Il 5 luglio la Corte Costituzionale turca ha dato il via libera a un referendum sull’elezione diretta del presidente. Questa decisione è una vittoria per il primo ministro, Recep Tayyib Erdogan, che nonostante i tentativi non è riuscito finora a imporre la figura di un presidente d’ispirazione islamica. La Corte Costituzionale è sempre stata sostenitrice della corrente secolare in Turchia, ma il fatto che adesso si sia schierata con il governo ha sorpreso l’opposizione laica. L’approvazione del referendum, inoltre, dà una spinta a Erdogan e al suo partito Giustizia e lo Sviluppo (Akp) in vista delle elezioni parlamentari che si terranno il 22 luglio.

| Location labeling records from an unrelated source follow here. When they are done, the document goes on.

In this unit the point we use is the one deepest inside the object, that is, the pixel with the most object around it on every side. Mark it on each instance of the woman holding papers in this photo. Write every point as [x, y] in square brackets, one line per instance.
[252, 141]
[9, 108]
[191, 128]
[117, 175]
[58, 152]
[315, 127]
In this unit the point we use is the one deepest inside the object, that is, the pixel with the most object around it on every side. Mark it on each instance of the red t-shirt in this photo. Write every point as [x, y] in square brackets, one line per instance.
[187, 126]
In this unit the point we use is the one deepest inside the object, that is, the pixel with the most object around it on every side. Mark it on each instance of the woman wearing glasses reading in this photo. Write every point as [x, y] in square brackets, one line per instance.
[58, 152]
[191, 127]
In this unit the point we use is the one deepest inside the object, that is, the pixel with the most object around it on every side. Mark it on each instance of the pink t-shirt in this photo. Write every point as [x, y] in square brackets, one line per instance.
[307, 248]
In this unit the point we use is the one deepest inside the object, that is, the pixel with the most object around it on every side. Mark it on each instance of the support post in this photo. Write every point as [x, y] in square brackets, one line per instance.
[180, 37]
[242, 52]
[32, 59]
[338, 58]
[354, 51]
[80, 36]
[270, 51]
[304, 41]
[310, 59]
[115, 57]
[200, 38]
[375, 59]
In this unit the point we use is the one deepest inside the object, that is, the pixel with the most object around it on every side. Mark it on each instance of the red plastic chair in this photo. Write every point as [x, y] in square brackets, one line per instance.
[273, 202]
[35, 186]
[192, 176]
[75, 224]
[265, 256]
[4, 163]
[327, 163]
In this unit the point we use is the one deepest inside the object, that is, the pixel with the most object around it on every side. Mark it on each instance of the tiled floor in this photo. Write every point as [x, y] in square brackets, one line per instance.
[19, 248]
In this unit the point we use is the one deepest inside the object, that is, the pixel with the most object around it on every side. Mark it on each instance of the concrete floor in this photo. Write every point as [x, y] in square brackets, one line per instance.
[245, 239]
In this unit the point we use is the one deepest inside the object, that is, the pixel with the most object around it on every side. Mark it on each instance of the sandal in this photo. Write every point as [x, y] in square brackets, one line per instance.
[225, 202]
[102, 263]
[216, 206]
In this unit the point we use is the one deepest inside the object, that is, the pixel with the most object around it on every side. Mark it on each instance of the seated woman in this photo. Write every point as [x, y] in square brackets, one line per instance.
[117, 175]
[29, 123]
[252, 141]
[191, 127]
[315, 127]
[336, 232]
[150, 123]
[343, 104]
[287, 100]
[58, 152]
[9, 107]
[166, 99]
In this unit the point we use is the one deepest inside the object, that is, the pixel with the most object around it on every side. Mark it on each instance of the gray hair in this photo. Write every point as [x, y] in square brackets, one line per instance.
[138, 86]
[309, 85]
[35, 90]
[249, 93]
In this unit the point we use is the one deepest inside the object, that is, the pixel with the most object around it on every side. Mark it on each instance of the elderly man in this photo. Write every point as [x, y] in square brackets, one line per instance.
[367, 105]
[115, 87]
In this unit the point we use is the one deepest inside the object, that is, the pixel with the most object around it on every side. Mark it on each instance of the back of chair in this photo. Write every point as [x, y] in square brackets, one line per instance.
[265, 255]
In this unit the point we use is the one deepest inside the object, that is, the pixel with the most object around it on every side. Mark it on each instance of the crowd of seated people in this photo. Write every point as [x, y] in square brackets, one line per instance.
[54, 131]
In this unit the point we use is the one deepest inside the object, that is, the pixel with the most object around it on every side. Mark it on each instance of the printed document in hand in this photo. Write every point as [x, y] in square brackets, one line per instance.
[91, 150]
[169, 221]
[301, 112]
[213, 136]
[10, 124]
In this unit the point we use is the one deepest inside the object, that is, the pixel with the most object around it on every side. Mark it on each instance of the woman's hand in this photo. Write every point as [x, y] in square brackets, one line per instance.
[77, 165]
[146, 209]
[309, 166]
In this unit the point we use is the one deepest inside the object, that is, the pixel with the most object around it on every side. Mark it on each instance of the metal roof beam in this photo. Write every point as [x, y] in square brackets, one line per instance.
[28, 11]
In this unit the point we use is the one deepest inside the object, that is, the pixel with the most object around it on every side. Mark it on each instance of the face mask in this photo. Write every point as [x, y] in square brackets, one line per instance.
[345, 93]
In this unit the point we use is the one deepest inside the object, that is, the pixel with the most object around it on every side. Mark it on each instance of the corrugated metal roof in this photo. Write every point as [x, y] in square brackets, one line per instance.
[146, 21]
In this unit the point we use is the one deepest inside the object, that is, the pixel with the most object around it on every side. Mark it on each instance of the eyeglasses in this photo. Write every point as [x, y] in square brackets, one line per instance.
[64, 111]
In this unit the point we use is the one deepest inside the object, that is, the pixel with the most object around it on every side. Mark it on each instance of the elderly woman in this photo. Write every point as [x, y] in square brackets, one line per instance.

La Turchia attraversa oggi una fase che potrebbe condurre a cambiamenti fondamentali nell’assetto costituzionale. Lo scontro tra secolaristi e islamisti si svolge su due fronti, uno politico, l’altra istituzionale. Nelle elezioni del 2002, l’Akp di Erdogan ha raggiunto il 34 per cento dei voti e questo risultato gli ha garantito ben 363 seggi in parlamento sui 550 complessivi. Il numero dei seggi è sproporzionato rispetto al numero dei voti, perché il sistema elettorale turco prevede una soglia del dieci per cento per entrare in parlamento. La posizione dominante del partito filo-islamico ha preoccupato le Forze Armate turche, garanti della costituzione secolare del paese, ma a parte qualche polemica con i generali, Erdogan ha potuto governare con tranquillità. La situazione, tuttavia, potrebbe cambiare se, come probabile, l’Akp dovesse riconfermarsi come primo partito. Gli ultimi sondaggi lo danno a un percentuale del 42 per cento dei consensi.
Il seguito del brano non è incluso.